Depressingly, the release of the Bureau of Labor Statistics' 2009 third quarter report last week showed more of the same.
- Non-farm labor productivity grew at a faster rate (8.1 percent) than hourly compensation (5.4 percent).
- Unit labor costs [a gauge of inflation and profit pressures closely watched by the Federal Reserve] in nonfarm businesses fell 2.5 percent.
- Manufacturing sector productivity grew 13.4 percent in the third quarter of 2009, as unit labor costs fell 6.1 percent.
Unemployment in the U.S. is the highest it's been since the Great Depression, and a large number of businesses have been forced to cut labor costs--which they do by getting rid of workers. However, manufacturing expectations don't reflect these reduced workforces. Rather, workers are just expected to do the work equivalent of 1.5 to 2 full-time jobs. Mass layoffs have also resulted in a fear of job loss that has greatly eroded workers' bargaining power.

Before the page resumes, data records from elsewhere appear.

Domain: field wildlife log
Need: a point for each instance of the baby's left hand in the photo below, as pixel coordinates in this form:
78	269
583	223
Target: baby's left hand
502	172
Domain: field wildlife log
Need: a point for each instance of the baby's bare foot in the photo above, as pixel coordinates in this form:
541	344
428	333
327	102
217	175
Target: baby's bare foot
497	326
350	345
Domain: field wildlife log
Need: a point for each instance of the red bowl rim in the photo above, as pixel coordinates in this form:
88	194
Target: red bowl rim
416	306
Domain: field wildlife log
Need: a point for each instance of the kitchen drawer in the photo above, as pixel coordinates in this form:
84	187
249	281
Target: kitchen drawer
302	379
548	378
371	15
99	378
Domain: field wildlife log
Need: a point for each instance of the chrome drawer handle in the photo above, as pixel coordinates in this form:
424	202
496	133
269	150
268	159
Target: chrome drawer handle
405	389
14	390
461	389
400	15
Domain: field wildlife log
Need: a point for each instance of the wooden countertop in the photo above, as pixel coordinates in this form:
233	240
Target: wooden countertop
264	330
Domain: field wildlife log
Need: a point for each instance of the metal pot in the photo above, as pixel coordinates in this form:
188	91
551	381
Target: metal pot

Let's put all of this together: Workers' productivity has increased at a negative costs to employers. Companies are keeping a bigger share of profits, and their labor costs are falling--all while workers' wages remain relatively stagnant. What does this all mean? CNN blog Anderson Cooper 360 has the idea:
While [this] does signal inflation is under control, it also means workers are feeling a tight squeeze on their wages.
Firedoglake also has an explanation for the phenomena:
There used to be an unspoken deal between labor and capital that profits from productivity increases would be split, wages would rise as productivity increased. That deal was broken in 1980, and since then, capital has taken all the money, at least the part that didn't go to pay bonuses on Wall Street. Wages have been stagnant.
Even as workers take on more responsibilities and work longer hours to enable their employers to produce the same results with fewer employees, they are not sharing in the wealth they helped create.
If the minimum wage had moved in tandem with the vast increases in productivity over the past 30 years, it would be $19/hour. Instead, more than 28 million people--about a quarter of the working-age workforce--who work full time yet still earn less than the income that marks the federal poverty line for a family of four.